La ayuda de su amiga le ayudó mucho, «pero no fue suficiente» y en cuarto de la ESO «explotó». «Fue mi segundo intento y todo el mundo se alertó y empezaron a tenerme controlada», rememora. Llegó a 1º de Bachillerato y pensaba, de nuevo, que las cosas mejoraría, pero no pasó. Se limitó a estar sola. «Llegó la covid-19 y entre la mascarilla y que me puse flequillo intentaba pasar desapercibida. Pero iba medicada a tope y los ojos me delataban», afirma.
En ese verano de primero de Bachillerato llegó su ingreso: «Al principio pedí yo que me ingresaran porque estaba muy malita, pero me ingresaron bastante después. Yo pensaba que el ingreso no podía ser peor que mi cabeza, en la que estaba constantemente planeando qué ponerme para taparme, pero no demasiado, planeando cómo escaparme de lo que me pasa, disimular…».
Pero el ingreso no fue sencillo. «Estuve nueve meses ingresada en Madrid. Los dos primeros meses no hice nada, no hablaba con nadie, solo quería castigar a mi familia por haberme metido allí», reconoce Miriam. «No les llamaba, no hacía nada, no iba a terapia porque yo no me merecía estar allí, no quería que me privasen de mi libertad», asegura, aunque también reconoce que «no tenía ninguna libertad por la enfermedad, realmente».
«Estuve nueve meses ingresada en Madrid. No hablaba con nadie, solo quería castigar a mi familia por haberme metido allí»
Las normas estrictas y su estado físico y emocional no ayudaban a que Miriam se sintiese bien. «Solo dormía y dejaba pasar el tiempo. Se me hacía eterno, pero lo único que hacía era comer, ir al baño y dormir. Tampoco me relacionaba», reconoce.
Al tercer mes la coraza de Miriam se fue rompiendo, aunque no lo necesario aún, al cuarto comenzó a colaborar y hacer «terapias, tareas y muchos cuadernos y registros». En el centro donde estuvo los permisos se iban consiguiendo según el comportamiento. Poco a poco Miriam comenzó a poder disfrutarlos, salir a pasear, salir de su «burbuja».

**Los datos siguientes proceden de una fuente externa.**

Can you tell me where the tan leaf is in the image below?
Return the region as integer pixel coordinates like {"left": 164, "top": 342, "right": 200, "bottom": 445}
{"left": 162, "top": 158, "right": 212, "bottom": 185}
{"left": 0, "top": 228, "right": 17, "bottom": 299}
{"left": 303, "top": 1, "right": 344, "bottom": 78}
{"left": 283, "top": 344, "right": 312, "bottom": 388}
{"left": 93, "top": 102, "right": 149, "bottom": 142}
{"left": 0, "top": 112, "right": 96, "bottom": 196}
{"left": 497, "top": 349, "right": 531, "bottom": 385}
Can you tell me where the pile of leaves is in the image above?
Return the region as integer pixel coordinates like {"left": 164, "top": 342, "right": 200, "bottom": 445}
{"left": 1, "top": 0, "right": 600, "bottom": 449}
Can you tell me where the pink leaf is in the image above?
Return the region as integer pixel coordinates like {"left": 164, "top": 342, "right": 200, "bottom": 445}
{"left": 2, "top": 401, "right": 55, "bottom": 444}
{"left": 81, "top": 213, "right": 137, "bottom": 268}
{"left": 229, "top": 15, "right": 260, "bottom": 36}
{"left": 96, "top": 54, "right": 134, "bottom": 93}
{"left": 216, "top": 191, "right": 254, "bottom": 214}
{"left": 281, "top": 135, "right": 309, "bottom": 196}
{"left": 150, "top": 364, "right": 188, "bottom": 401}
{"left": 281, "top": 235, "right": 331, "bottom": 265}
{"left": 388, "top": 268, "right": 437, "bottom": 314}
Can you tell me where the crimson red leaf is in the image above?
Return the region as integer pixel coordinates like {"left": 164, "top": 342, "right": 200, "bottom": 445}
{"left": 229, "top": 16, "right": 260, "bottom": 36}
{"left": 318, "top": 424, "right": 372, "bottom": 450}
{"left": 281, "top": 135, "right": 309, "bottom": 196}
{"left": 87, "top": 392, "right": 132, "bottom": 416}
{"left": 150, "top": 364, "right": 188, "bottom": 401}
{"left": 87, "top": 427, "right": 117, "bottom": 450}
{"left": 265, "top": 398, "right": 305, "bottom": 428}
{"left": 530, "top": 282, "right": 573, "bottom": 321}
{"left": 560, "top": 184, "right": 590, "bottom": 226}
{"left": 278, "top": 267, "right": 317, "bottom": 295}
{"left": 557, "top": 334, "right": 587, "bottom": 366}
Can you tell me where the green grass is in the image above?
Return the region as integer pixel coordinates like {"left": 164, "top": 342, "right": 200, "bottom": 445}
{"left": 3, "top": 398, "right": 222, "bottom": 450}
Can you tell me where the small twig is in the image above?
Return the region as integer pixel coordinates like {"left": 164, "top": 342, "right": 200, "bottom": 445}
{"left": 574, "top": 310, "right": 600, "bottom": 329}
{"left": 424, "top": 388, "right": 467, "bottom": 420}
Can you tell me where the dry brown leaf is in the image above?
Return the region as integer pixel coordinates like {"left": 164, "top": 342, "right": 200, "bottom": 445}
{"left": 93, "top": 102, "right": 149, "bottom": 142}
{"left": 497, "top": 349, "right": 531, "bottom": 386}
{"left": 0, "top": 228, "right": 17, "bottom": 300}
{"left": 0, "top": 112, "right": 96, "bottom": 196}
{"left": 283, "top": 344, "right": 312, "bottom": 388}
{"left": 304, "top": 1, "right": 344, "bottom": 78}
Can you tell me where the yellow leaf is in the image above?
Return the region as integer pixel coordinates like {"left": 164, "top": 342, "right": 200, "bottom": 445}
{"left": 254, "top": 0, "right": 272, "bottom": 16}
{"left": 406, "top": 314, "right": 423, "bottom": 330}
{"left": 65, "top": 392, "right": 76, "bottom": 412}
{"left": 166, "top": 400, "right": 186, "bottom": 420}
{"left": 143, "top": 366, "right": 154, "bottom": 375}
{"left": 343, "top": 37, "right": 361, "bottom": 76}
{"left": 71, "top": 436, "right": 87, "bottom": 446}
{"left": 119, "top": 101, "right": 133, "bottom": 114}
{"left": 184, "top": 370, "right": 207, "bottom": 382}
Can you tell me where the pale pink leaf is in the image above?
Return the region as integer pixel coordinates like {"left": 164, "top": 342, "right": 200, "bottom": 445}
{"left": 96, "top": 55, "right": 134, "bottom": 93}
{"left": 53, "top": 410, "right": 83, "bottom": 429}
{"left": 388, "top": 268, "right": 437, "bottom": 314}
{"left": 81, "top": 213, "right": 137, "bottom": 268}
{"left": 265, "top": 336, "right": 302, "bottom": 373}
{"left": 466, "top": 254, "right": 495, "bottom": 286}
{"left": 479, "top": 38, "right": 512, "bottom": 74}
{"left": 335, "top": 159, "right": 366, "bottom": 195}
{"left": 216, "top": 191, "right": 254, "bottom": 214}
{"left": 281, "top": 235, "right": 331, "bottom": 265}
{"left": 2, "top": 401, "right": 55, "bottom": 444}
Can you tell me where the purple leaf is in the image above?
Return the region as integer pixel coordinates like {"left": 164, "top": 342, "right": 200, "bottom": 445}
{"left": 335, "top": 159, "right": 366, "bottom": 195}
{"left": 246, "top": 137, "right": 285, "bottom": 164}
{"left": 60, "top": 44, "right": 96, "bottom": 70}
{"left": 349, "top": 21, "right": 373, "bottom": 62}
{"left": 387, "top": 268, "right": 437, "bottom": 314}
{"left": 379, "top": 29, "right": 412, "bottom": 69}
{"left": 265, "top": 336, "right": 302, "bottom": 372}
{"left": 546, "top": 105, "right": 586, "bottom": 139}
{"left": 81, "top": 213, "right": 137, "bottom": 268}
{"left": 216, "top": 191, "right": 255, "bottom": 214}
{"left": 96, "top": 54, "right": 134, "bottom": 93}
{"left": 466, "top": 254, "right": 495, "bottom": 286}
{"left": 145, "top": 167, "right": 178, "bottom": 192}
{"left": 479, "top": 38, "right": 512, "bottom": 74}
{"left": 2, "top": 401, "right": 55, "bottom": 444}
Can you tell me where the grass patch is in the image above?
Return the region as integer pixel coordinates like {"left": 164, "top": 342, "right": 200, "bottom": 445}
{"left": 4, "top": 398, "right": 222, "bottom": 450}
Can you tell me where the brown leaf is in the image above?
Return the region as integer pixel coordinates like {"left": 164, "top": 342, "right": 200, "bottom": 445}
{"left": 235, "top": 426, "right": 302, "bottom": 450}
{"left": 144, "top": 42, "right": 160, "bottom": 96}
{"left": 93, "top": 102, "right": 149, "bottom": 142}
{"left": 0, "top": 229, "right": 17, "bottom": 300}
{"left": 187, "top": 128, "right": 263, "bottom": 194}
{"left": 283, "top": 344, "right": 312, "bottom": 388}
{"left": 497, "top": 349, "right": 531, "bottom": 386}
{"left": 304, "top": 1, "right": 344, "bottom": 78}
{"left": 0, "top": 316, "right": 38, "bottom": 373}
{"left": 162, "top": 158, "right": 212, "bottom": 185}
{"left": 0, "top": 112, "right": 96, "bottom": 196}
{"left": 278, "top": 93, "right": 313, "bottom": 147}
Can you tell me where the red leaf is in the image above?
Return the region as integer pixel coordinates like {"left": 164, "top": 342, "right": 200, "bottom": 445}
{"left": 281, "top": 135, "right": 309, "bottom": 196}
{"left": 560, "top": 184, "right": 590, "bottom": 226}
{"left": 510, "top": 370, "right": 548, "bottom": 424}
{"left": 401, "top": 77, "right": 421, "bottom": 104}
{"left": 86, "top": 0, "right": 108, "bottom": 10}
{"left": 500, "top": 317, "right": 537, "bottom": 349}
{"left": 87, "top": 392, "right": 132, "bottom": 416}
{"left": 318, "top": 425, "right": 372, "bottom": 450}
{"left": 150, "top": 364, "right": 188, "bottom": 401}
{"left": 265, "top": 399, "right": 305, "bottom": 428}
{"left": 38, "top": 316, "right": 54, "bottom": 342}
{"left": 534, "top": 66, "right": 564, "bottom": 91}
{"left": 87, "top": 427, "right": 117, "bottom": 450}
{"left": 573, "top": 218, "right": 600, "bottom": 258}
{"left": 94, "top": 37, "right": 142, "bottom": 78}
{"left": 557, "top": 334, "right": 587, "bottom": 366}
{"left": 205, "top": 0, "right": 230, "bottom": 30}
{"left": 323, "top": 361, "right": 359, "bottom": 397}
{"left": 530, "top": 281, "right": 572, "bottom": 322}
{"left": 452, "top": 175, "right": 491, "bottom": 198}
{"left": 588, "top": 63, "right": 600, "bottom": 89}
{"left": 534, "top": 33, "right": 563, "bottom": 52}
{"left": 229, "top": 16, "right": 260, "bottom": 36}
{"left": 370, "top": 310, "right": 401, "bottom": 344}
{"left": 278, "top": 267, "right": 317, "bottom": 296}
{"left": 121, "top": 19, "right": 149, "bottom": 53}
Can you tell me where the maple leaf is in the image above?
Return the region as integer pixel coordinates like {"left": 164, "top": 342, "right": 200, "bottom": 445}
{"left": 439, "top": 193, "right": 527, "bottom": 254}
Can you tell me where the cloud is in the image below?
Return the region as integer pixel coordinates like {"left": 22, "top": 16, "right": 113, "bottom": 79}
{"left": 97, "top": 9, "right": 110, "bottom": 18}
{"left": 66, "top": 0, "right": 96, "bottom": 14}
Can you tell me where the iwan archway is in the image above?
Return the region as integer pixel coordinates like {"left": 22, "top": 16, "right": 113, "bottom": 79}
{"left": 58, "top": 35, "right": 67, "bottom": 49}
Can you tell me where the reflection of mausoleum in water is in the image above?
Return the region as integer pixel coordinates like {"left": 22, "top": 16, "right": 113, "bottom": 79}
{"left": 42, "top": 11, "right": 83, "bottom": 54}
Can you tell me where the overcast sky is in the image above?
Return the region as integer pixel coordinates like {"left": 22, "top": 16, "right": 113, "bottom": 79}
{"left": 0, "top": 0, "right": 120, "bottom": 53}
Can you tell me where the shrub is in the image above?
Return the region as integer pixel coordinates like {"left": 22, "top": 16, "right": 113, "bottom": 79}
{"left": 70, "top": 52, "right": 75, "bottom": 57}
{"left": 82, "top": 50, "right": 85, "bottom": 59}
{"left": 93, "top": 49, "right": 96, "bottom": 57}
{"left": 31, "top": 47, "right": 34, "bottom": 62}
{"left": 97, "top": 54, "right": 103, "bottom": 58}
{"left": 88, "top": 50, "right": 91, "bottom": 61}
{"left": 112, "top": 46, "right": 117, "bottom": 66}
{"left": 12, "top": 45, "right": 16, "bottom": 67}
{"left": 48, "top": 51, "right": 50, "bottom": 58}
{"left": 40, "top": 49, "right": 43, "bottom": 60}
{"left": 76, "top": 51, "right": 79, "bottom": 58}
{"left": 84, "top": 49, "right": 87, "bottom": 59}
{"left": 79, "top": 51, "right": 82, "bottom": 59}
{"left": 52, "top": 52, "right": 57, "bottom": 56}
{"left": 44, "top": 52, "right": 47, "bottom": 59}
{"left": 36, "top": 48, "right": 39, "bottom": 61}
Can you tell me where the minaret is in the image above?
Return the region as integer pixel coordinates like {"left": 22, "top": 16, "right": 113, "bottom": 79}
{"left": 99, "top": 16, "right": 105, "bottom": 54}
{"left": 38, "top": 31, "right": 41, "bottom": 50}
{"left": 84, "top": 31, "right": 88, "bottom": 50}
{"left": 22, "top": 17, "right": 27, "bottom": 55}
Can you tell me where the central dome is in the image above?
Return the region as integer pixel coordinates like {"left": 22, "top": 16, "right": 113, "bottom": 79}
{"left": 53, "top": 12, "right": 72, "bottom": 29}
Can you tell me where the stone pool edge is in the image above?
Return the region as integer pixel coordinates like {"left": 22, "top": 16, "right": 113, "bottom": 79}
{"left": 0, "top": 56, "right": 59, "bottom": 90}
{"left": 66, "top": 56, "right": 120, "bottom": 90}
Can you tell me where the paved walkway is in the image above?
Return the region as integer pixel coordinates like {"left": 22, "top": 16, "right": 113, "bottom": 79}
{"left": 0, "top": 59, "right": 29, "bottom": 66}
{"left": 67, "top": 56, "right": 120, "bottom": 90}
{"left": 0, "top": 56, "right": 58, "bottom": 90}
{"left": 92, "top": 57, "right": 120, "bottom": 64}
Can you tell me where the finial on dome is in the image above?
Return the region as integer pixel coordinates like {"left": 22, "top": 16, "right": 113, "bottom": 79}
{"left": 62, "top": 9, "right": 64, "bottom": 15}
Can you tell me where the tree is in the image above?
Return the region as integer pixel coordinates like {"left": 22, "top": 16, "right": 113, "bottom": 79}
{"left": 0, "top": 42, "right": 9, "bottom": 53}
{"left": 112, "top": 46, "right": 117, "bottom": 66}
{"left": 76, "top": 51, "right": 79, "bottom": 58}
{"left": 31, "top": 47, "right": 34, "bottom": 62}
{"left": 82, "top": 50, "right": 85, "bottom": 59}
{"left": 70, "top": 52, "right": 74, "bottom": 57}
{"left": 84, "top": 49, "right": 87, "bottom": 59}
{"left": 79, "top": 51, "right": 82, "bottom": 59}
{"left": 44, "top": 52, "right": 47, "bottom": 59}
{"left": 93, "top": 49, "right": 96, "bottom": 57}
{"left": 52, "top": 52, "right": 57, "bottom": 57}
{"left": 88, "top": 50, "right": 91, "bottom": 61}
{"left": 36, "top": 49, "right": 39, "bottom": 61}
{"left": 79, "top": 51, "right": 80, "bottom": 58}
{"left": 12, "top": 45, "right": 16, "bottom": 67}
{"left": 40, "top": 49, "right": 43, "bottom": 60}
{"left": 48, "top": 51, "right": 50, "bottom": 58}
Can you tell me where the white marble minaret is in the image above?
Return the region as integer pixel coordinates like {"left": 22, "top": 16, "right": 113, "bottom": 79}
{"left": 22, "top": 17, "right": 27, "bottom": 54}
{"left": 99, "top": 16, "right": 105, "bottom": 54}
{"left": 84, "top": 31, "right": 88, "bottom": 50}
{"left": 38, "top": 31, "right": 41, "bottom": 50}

A los nueve meses, cuando consideraron que era viable, Miriam salió del ingreso y volvió a su vida en Burgos. «Me costó un año de adaptación más o menos, porque salí del ingreso y todo me aterrorizaba. Los ruidos fuertes no podía con ellos, en el ingreso tuve que contener a compañeras que se estaban haciendo daño, como hice kick boxing y aprendí algo aportaba lo que podía. Además de los ruidos fuertes estaba siempre alerta», asevera.
De su experiencia, asegura que hacen falta más prevención. Ahora se conoce mejor y tiene las herramientas para actuar de manera correcta cuando siente que algo puede no estar funcionando bien. «Ahora estoy mucho mejor. Me sigue costando algunas cosas pero ahora soy consciente de ello y de lo que tengo que hacer y lo que no», asevera. Y reconoce que lo más difícil después de que le hayan dado el alta es «la aceptación». «Hay una vocecilla siempre ahí que hay que saber identificar para no ir hacia atrás. Cuando no le das importancia a esa vocecilla desaparece y la vas enterrando», finaliza.